New research finds evidence that the gravitational pull of Jupiter and Venus has been warping our orbit every 405,000 years, at least as far back as 215 million years ago.
Jupiter and Venus affect Earth's orbit and climate. (Image: Johan Swanepoel via Shutterstock)

Earth’s orbit around the sun is almost a perfectly circular one.
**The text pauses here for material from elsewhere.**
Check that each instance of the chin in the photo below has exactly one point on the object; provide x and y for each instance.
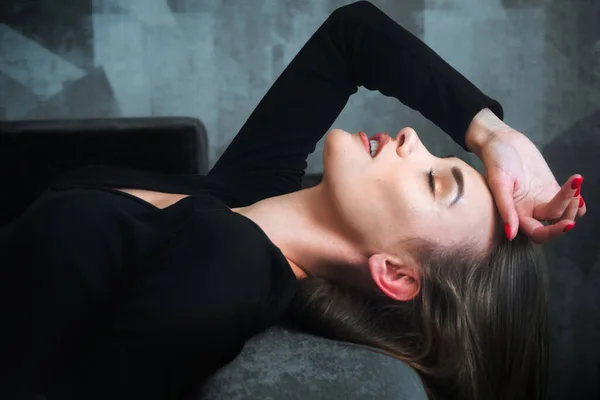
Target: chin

That is, except every 405,000 years, when the gravitational pull of massive Jupiter and Venus yanks the earth’s orbit into an ellipse of about 5°, producing the Milankovitch cycles that cause the planet’s glacial and interglacial cycles. “Scientists can now link changes in the climate, environment, dinosaurs, mammals, and fossils around the world to this 405,000-year cycle in a very precise way,” says geomagnetic researcher Dennis V. Kent of Rutgers University, who has now documented this periodic warping of our orbit.

It’s only 5°, but it’s enough to matter. (Image: LuckyVectorShutterstock/Big Think)

Say what? Jupiter and Venus cause climate change?

Before anyone starts jumping up and down shouting, “Yay, climate change isn’t our fault,” bear in mind that the temperature cycles for which Jupiter and Venus may be responsible occur over a very long time, extending before we got here and continuing after. The orbital reshaping is “pretty far down on the list of so many other things that can affect climate on times scales that matter to us,” says Kent.

This gravitational effect has been suspected for some time but never traced back as far as the new research goes: 215 million years. “It’s an astonishing result because this long cycle, which had been predicted from planetary motions through about 50 million years ago, has been confirmed through at least 215 million years ago,” Kent tells Rutgers Today.

How the cycles were discovered

Kent and his colleagues discovered the pattern while digging in Arizona’s Petrified Forest National Park for evidence of magnetic-polarity reversals in Earth’s past. One core, in particular, taken from the Chinle Formation, was 1,700 feet long, reaching down and back to the Triassic era from 202 to 253 million years ago.

The telltale core. (Photo: Rutgers Today)

When they compared the 2.5-inch-diameter core to others extracted from New Jersey’s Newark Basin, they found a number of patterns that aligned to Earth’s orbits of the sun, but one demanded their attention: it occurred every 405,000 years. “There are other, shorter, orbital cycles, but when you look into the past, it’s very difficult to know which one you’re dealing with at any one time, because they change over time,” Kent explains, but the “beauty of this one is that it stands alone. It doesn’t change. All the other ones move over it.”

Why it affects our weather

Explaining the climate ramifications of his discovery, Kent says, “The climate cycles are directly related to how Earth orbits the sun and slight variations in sunlight reaching Earth lead to climate and ecological changes.” It may be just a 5° misshaping, but it’s enough to make its impact felt and to leave a signature behind. And it’s amazing that celestial bodies so far away—Jupiter is 588 million kilometers from Earth, and Venus is 261 million—can nonetheless impact our climate.